Oh goodness! I can't begin to tell you how amazing these are! We love them with mini chocolate chips too, but we were in such bliss, we forgot to take the picture. So for now, I'll show you these and just tell you how you can make them too. This is what you'll need for about 18-32 bars:
Ingredients:
4 cups fresh or frozen blueberries
4 tsp cornstarch
2 tbsp lemon juice, freshly squeezed
2 tsp vanilla extract
1/2 cup granulated sugar
Graham Cracker Crust
28 graham crackers, crushed into fine crumbs
12 tbsp unsalted butter, melted
Cheesecake Filling
2 16 oz packages of cream cheese, softened to room temperature
2/3 cup mini chocolate chips, optional
1 cup granulated sugar
4 large eggs, room temperature
3 tsp vanilla extract
2 tbsp lemon juice, freshly squeezed
6 tbsp flour
Blueberry Sauce
In a saucepan, combine blueberries, cornstarch, lemon juice, vanilla extract, and sugar, stirring until blended. Heat the mixture over medium-high, stirring constantly until it comes to a boil. Once boiling, reduce the heat to medium and simmer for 5-8 minutes, stirring frequently, until the blueberries break down and the sauce thickens. Remove from heat and let cool completely.
Graham Cracker Crust
Adjust your oven rack to the second level and preheat to 325°F. Spray a 9 x 13 baking pan with non-stick spray, then line it with parchment paper, leaving some overhang on the sides. Lightly spray the parchment with baking spray and set aside.
To make the graham cracker crust, pulse graham crackers in a food processor until fine, or place them in a resealable bag and crush with a meat tenderizer. Transfer crumbs to a bowl, add melted butter, and mix until combined.
Press the graham cracker mixture evenly into the prepared pan using the bottom of a glass or measuring cup. Bake for 8-10 minutes until lightly golden, then set aside to cool while preparing the cheesecake filling.
Cheesecake Filling
Using an electric hand mixer or a stand mixer with the paddle attachment, beat the softened cream cheese on medium-high speed for 2-4 minutes until smooth and creamy, making sure to scrape down the sides of the bowl periodically.

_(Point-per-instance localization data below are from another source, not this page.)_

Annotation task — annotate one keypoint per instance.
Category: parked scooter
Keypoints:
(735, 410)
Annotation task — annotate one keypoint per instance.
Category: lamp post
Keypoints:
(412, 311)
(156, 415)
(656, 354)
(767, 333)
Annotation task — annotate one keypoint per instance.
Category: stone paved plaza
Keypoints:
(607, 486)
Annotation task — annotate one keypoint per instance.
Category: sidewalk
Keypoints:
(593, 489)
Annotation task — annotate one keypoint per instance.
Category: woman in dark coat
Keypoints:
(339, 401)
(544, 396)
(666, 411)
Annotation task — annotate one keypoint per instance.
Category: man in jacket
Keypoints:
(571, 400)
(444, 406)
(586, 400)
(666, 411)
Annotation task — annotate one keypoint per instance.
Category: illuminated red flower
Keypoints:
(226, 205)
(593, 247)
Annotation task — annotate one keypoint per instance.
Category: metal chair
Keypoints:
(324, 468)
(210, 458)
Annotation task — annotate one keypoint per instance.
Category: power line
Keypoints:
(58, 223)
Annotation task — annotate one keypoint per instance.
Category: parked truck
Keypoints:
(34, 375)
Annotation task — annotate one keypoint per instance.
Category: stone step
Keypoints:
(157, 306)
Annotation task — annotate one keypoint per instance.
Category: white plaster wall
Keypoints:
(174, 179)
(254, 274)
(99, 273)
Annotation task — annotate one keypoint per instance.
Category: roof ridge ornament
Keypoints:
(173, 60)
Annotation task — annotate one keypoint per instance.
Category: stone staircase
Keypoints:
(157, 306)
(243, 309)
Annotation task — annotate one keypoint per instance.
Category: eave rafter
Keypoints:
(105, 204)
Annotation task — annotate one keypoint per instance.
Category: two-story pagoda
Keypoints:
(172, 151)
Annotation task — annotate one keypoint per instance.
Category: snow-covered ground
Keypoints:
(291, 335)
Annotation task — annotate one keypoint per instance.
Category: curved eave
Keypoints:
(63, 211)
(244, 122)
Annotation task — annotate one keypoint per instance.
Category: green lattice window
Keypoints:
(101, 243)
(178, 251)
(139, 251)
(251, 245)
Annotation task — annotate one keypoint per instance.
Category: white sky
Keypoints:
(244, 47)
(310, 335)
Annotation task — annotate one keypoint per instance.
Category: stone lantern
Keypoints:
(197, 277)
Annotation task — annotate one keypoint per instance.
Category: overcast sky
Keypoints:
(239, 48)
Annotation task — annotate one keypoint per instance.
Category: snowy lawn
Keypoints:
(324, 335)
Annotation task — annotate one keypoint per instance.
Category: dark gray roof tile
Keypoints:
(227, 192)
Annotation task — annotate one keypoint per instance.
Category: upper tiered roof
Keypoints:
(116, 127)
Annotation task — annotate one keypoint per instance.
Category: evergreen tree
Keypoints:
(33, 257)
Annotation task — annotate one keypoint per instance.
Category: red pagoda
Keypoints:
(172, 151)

Next, add the eggs, vanilla extract, lemon juice, granulated sugar, and all-purpose flour. Beat the mixture until it’s well combined and smooth, then fold in the mini chocolate chips, if using.
Pour the cream cheese filling over the cooled graham cracker crust, smoothing it evenly with a spatula. Then, dollop the cooled blueberry sauce over the top using a small cookie scoop or spoon.

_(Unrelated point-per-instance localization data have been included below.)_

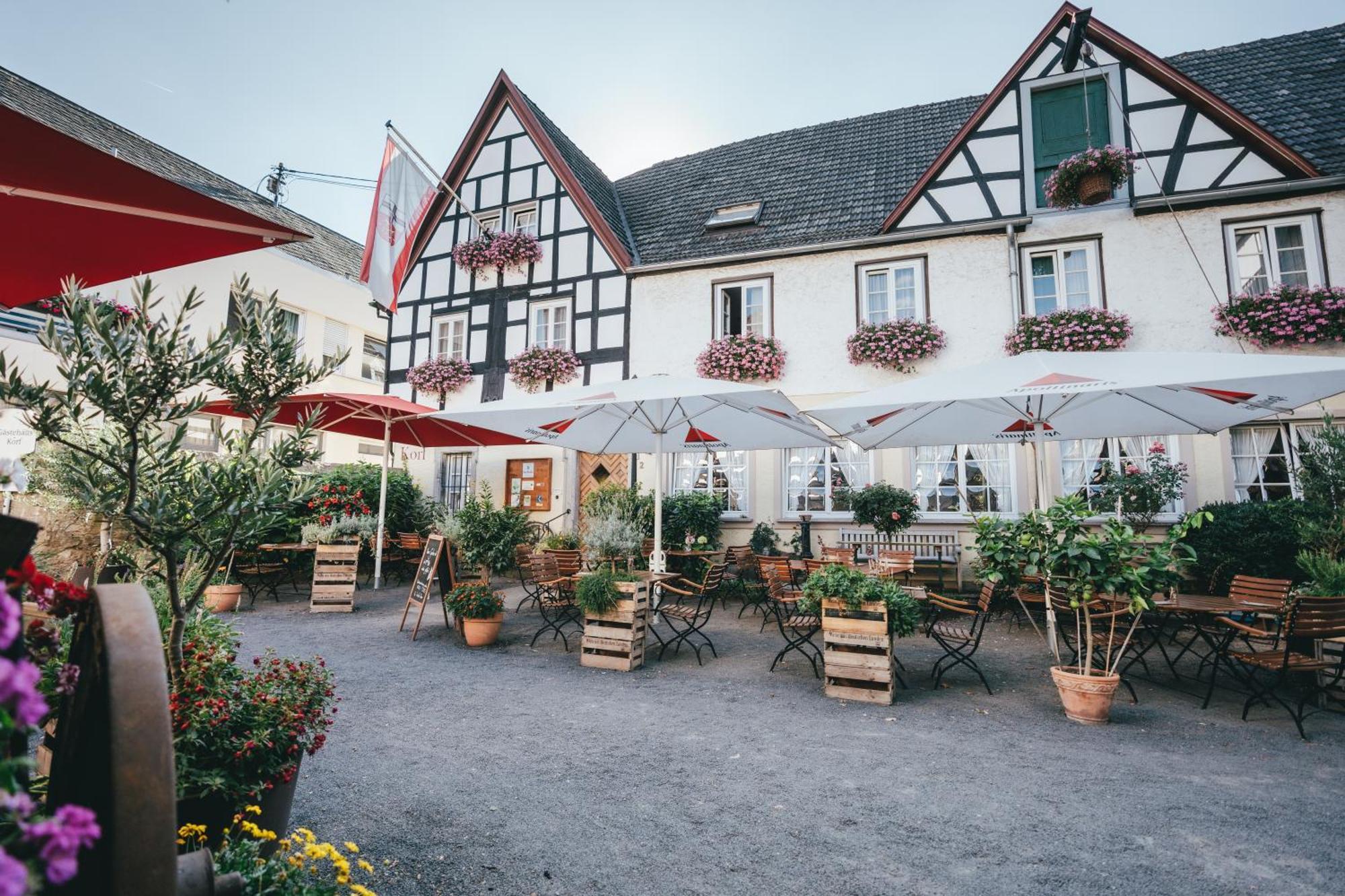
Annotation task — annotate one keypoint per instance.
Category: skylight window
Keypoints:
(735, 216)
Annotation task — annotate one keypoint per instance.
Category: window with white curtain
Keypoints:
(1063, 276)
(816, 478)
(336, 339)
(1265, 458)
(1082, 464)
(451, 337)
(964, 478)
(719, 473)
(891, 291)
(551, 327)
(1269, 253)
(743, 309)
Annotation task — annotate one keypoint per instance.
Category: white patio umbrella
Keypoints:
(1051, 396)
(652, 415)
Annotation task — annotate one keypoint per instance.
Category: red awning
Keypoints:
(68, 208)
(365, 416)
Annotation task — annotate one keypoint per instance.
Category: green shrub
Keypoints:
(692, 513)
(1253, 538)
(886, 507)
(474, 600)
(488, 534)
(855, 588)
(765, 540)
(626, 502)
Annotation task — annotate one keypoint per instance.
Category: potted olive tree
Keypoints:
(481, 611)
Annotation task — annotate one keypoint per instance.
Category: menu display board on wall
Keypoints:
(529, 483)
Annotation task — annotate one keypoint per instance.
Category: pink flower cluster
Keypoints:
(532, 368)
(895, 345)
(739, 358)
(440, 376)
(1286, 315)
(1070, 330)
(1062, 186)
(510, 251)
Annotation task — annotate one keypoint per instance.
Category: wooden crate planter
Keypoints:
(857, 651)
(615, 639)
(334, 579)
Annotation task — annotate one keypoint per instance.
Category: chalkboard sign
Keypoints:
(435, 557)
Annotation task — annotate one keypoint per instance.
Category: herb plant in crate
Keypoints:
(481, 611)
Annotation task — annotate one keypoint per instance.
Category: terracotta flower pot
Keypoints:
(1096, 188)
(1087, 698)
(223, 599)
(482, 633)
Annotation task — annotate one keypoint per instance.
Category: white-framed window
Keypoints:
(1082, 462)
(524, 218)
(457, 478)
(892, 291)
(1266, 458)
(549, 323)
(490, 221)
(1062, 276)
(816, 479)
(336, 339)
(1268, 253)
(719, 473)
(961, 479)
(202, 435)
(743, 307)
(451, 337)
(373, 360)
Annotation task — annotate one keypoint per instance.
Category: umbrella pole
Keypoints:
(657, 557)
(1040, 460)
(383, 505)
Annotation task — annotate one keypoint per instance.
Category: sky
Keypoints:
(241, 85)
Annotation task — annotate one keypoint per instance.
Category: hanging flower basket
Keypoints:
(533, 368)
(501, 251)
(1089, 177)
(742, 358)
(1285, 317)
(440, 376)
(896, 345)
(1070, 330)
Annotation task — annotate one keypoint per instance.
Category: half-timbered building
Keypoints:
(937, 213)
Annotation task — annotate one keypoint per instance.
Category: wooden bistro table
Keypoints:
(290, 549)
(1200, 614)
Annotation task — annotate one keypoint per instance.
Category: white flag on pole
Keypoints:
(401, 202)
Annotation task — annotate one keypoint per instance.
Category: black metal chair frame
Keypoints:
(687, 620)
(960, 651)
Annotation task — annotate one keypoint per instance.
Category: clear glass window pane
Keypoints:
(1044, 284)
(1253, 275)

Create a marbled effect by swirling the blueberry sauce into the cream cheese filling with a knife or toothpick, drawing vertical and horizontal lines across the surface.
Bake the cheesecake bars for 40-50 minutes, until the center jiggles slightly when the pan is gently shaken.

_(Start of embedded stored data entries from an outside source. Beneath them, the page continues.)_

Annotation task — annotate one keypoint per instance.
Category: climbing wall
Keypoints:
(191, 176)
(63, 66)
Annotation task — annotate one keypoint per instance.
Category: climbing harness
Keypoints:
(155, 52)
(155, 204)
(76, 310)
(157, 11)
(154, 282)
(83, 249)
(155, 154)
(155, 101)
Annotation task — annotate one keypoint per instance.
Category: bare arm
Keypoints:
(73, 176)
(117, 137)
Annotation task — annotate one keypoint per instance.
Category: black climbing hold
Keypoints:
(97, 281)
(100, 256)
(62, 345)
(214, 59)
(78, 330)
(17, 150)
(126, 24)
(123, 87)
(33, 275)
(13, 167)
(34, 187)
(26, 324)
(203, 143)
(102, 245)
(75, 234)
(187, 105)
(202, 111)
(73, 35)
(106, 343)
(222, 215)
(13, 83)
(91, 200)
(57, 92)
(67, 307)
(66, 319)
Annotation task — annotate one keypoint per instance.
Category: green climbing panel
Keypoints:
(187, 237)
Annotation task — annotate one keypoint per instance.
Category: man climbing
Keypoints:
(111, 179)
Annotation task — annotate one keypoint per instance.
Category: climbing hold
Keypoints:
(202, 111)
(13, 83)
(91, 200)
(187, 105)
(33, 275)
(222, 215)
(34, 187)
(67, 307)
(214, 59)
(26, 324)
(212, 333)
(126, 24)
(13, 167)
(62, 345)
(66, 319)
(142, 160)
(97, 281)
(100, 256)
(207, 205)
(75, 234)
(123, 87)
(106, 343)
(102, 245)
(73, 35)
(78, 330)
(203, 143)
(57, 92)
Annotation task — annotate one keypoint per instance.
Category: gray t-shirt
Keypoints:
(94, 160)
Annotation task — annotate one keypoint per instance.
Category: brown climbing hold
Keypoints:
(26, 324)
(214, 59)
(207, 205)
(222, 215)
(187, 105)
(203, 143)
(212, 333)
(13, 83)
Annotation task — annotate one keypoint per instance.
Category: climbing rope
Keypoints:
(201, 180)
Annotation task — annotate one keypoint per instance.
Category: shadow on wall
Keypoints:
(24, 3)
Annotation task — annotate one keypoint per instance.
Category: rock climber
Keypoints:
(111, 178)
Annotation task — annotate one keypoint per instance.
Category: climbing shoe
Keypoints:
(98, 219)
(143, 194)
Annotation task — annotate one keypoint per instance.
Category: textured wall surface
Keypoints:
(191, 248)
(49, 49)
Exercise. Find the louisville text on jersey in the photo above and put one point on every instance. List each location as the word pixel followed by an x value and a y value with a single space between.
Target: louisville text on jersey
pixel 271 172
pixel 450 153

Cool the bars completely on a cooling rack, then refrigerate overnight. Once fully chilled, lift the cheesecake out of the pan using the parchment paper and transfer it to a cutting board and enjoy!!
Storing:
Cut into bars with a sharp knife, wiping the knife clean between cuts for clean edges. These blueberry cheesecake bars can also be frozen for up to 3 months in a freezer-safe container or bag. To thaw, refrigerate overnight before serving.